Pour la Biennale, le CDN accueille des artistes de théâtre méditerranéens que nous accompagnons au long cours (Emma Dante, Bashar Murkus, Chrystèle Khodr) et, pour cette édition, nous sommes également coproducteurs de leurs trois pièces : Il Tango delle capinere, Milk et Ordalie, dont nous sommes également producteurs délégués).

C’est effectivement très important de pouvoir s’engager comme producteurs, et pas seulement comme diffuseurs. C’est même la mission cardinale des centres dramatiques nationaux que de permettre la fabrication des pièces, la tenue des répétitions dans un temps et un espace digne de ce nom, la construction des décors et des costumes, etc. Et ce, particulièrement dans un contexte de resserrement généralisé, à la fois des moyens, et aussi, parfois, des mentalités et des politiques nationales. Si l’on veut défendre aujourd’hui un internationalisme de l’art, cela passe par la possibilité de monter des coproductions internationales. C’est une solidarité nécessaire et vivifiante.

« La privatisation rampe et gagne un peu partout du terrain, et pas seulement dans le champ de l’art »

Globalement, quel regard portez-vous sur la production artistique autour de la Méditerranée ? Se porte-t-elle bien ? Quelles sont les difficultés ?

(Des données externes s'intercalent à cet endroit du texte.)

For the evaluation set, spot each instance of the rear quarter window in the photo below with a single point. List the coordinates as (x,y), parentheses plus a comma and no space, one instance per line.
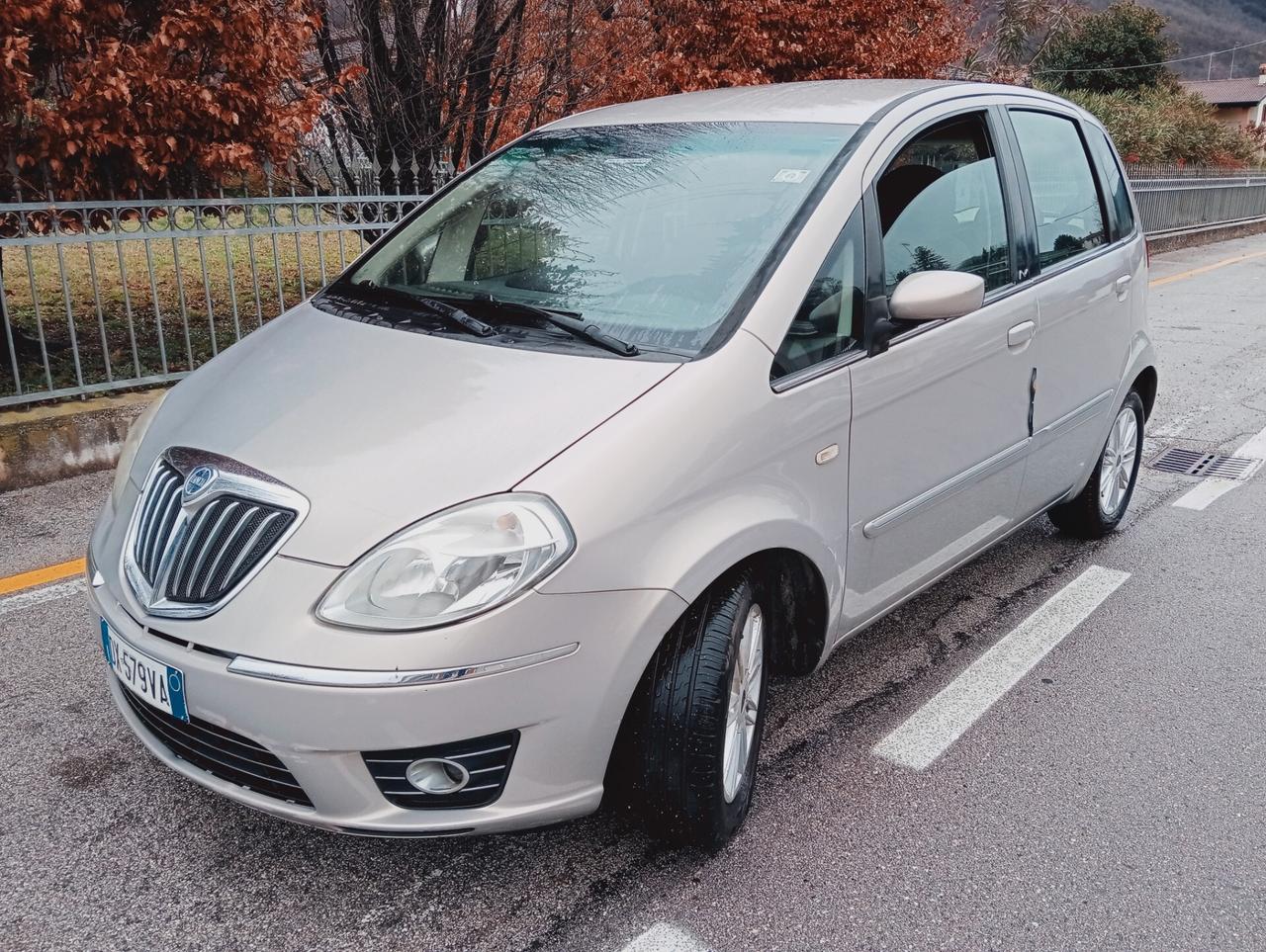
(1115,181)
(1066,200)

Les difficultés sont liées à la production, justement, au fait que les services publics de l’art et de la culture sont parfois inexistants dans certains pays (au Moyen-Orient notamment), ont été détruits au cours des dernières décennies (en Italie et en Espagne) ou progressivement entamés comme en France. Certain.e.s artistes doivent ainsi se tourner vers des fondations ou des tourneurs indépendants. Cela s’appelle la privatisation, qui rampe et gagne un peu partout du terrain, et pas seulement dans le champ de l’art.

La situation globale est donc une situation d’adversité. Dans ce contexte, les œuvres et les artistes font preuve d’un courage et d’une obstination admirables, mais ce sont des vertus dont ils aimeraient avoir un peu moins besoin... La production artistique, et nous espérons que la Biennale en témoignera, reste néanmoins passionnante.

Quels sont les pays méditerranéens qui, d’après vous, renouvellent particulièrement les arts de la scène aujourd’hui ?

Ce sont les artistes qui renouvellent les formes, pas les pays. Et la question doit être analysée aussi bien du point de vue des disciplines et de ce qu’elles requièrent en termes de moyens, d’espaces, d’outils, que du point de vue des conditions de production dans des contextes précis, permettant plus ou moins l’émergence de formes nouvelles. Il est très difficile de dégager des tendances globales.

« Montpellier comme centre névralgique des arts de la scène en Méditerranée ? Nous le souhaitons ! »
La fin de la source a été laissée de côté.